Draußen beobachtet

Die neusten Einwanderer

Mit Wollballen aus Afrika verschleppt
Von Professor Dr. Wilfried Stichmann. Erschienen im Soester Anzeiger am 13.10.2018


MÖHNESEE – Inzwischen hat der gelbblühende Körbchenblüter, dessen Blütenstände an die artenreiche Gattung der Kreuzkräuter erinnert, aber als einzige auffallend schmale Blätter hat, auch das Möhnetal erreicht. Autofahrern ist es schon vorher aufgefallen, weil er an den Autobahnen plötzlich neu und massenhaft auftritt, und zwar auf den Banketten unmittelbar am Fahrbahnrand. Diesen säumen sie bandartig so dicht, dass sie wie ein gelber Streifen wirken.

Es ist das Schmalblättrige Kreuzkraut, das im Spätherbst noch dann blüht, wenn der Frost schon die übrige Flora dahingerafft hat. Früher hat es diese Art in Mitteleuropa nicht gegeben. Autofahrende Botaniker haben sie im westlichen Ruhrgebiet zuerst entdeckt, wo sie sich Jahr für Jahr weiter ausbreitet, immer an den Autobahnen entlang und von dort aus nach und nach in das Hinterland. Kein Zweifel es war ein Neueinwanderer, der erst in den letzten 20 Jahren das Land besiedelt und an den Fahrbahnrändern so optimale unbewachsene Streifen findet, dass die Samen – vom Winde verweht – dort immer weiter ostwärts wandern konnten, Naturfreude haben auf die Schmalblättrigen Kreuzkräuter besonders geachtet und teilweise sogar die Orte ihres ersten Auftretens kartographisch erfasst. Die Wanderfreudigkeit unterstreicht die Art durch das Auftreten einzelner Exemplare am Rennweg mitten im Arnsberger Wald.
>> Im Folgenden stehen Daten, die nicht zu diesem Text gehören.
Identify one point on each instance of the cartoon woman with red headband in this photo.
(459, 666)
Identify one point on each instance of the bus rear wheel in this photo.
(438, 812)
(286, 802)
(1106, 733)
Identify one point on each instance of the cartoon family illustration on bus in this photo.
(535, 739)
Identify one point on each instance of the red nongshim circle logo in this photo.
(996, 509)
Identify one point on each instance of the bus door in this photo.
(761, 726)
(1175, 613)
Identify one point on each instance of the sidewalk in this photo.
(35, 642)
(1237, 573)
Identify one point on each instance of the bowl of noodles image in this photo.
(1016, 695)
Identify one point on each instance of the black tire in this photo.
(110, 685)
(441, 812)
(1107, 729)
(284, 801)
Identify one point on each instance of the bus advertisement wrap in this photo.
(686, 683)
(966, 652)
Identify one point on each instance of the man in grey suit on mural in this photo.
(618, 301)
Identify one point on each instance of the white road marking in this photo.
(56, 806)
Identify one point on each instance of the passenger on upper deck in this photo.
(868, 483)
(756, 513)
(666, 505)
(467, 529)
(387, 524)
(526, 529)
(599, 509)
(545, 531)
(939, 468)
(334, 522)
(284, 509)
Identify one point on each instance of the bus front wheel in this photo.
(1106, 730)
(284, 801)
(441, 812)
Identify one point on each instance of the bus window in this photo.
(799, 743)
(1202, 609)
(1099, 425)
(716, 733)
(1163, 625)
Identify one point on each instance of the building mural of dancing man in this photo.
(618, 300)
By Rosa-Maria Rinkl [CC BY-SA 4.0 (https://creativecommons.org/licenses/by-sa/4.0)], from Wikimedia Commons

Bei der Frage nach ihrer Herkunft beginnt inzwischen eine schöne Legende. Pflanzengeographisch gesichert ist, dass sie ihre Heimat in Südafrika hat. Auf europäischen Boden gefallen soll zumindest ein Saatkorn in einem der Häfen sein, möglicherweise in Duisburg, dem größten deutschen Umschlagplatz für Güter aus aller Welt. Und die Legende erzählt weiter, die Saat des Verwandten unserer heimischen Kreuzkräuter, dem Fuchs-, dem Klebrigen- und dem Jakobskreuzkraut sei in einem Wolleballen auf die weite Reise gegangen.